I felt desperate, though. The results didn't satisfy me. Either nature was wrong or I didn't understand nature. Nature can't be wrong. It is what it is. When Nature and Humanity disagree, Nature will always win.
Back to the drawing board. I will embrace the recipe known to work then play with it. I know my original recipe stays together. It only had one problem: too thick.
I won't consider using butter. I don't want to use animal products. Besides, we've found that the right Earth Balance margarine product substitutes for butter just fine.
Trying vegetable oil didn't help any, either.
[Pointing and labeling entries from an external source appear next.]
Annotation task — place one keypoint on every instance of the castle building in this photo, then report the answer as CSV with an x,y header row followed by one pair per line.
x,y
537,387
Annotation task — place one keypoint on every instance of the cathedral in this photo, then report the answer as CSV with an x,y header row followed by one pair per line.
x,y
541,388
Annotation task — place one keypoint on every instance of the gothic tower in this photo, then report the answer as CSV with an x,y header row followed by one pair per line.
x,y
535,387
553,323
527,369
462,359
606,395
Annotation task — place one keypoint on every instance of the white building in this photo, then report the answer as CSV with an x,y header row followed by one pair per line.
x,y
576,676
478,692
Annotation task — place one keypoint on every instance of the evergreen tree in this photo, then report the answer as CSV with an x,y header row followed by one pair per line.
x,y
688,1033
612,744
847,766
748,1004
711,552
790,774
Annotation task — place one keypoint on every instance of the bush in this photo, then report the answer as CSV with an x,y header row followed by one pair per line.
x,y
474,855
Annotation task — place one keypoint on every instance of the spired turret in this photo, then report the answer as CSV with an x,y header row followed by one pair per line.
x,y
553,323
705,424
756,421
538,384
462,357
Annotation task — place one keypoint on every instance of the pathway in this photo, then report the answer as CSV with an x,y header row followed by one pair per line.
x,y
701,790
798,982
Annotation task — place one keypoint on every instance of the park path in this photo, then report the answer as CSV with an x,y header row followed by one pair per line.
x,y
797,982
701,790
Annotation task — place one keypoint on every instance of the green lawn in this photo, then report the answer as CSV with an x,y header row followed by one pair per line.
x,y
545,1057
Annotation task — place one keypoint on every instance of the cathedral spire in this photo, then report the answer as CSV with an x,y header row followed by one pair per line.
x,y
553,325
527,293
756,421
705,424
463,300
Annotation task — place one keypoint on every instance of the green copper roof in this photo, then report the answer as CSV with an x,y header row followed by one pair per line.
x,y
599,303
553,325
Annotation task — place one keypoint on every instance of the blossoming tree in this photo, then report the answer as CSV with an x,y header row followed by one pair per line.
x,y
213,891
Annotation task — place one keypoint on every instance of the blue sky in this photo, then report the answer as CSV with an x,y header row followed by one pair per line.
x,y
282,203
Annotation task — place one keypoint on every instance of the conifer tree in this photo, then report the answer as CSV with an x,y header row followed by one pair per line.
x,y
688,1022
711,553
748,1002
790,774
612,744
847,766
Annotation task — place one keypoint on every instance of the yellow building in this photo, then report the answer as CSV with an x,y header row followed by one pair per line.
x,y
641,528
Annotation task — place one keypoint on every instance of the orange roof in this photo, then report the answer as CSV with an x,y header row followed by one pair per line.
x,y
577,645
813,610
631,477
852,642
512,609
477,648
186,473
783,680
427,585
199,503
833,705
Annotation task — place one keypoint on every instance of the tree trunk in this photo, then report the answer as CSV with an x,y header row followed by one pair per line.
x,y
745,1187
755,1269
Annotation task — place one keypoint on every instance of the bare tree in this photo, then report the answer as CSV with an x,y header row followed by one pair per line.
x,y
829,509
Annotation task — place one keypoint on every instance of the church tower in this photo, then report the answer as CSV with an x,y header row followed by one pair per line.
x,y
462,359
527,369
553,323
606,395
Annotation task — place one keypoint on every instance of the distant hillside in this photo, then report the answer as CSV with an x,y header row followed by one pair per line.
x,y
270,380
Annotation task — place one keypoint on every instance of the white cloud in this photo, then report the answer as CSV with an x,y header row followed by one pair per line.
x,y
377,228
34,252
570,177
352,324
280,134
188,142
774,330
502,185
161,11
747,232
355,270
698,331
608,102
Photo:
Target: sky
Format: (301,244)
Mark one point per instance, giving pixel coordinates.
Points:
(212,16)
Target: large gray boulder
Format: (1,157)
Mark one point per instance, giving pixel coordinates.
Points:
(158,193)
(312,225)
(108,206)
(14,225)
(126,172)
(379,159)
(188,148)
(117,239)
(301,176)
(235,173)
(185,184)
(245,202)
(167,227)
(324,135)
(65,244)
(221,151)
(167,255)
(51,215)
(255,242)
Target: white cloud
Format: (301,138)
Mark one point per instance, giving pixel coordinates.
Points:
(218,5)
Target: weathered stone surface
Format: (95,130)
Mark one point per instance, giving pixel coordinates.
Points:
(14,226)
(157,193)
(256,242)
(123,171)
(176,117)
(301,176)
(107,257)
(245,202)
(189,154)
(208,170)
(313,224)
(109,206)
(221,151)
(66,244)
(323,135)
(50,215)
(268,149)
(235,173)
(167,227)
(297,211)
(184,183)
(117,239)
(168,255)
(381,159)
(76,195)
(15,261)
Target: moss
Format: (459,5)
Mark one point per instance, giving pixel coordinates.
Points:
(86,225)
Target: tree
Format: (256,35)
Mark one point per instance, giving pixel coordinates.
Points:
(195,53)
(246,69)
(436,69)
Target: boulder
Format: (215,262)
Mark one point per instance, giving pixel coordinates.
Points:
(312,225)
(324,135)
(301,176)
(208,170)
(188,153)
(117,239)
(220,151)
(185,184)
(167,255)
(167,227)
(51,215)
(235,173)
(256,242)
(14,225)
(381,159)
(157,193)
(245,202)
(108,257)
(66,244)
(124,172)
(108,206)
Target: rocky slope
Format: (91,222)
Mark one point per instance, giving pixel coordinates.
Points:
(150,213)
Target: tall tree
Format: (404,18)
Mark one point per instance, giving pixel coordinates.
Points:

I nixed using white flour, too. I think it increases blood sugar faster than whole wheat flour and has nutrients stripped away from it. Whole wheat flour also has more, better taste than white flour. Bleached flour bores my taste buds.
Powdered wheat gluten came to mind as a good compromise. Since I don't want to use white flour, why not go straight to the culprit that breaks down then bonds things back together? Again, I want to go back to the basics: wheat gluten.
I used a ratio of 1/3 wheat gluten and 2/3 whole wheat flour. Final results improved leaps and bounds. The crust ended thinner and remained intact.
Even the dough before baking came out better. It glommed together, stayed moist and didn't stick to my hands. I normally have to wash my hands before doing anything else, but I didn't have that problem.
It still needs some work, though. I want it thinner. Going thinner will help me understand how dough works better. I already have a couple ideas that I want to execute some day: calzones and empanedas with poutine inside. Should be fun.
Next time, I'll try 1/2 wheat gluten and 1/2 whole wheat flour. I hope it comes out perfect. Then I can stop focusing so much on figuring out my base model. I can get creative with it by producing different variations and forms. That's what I really look forward to.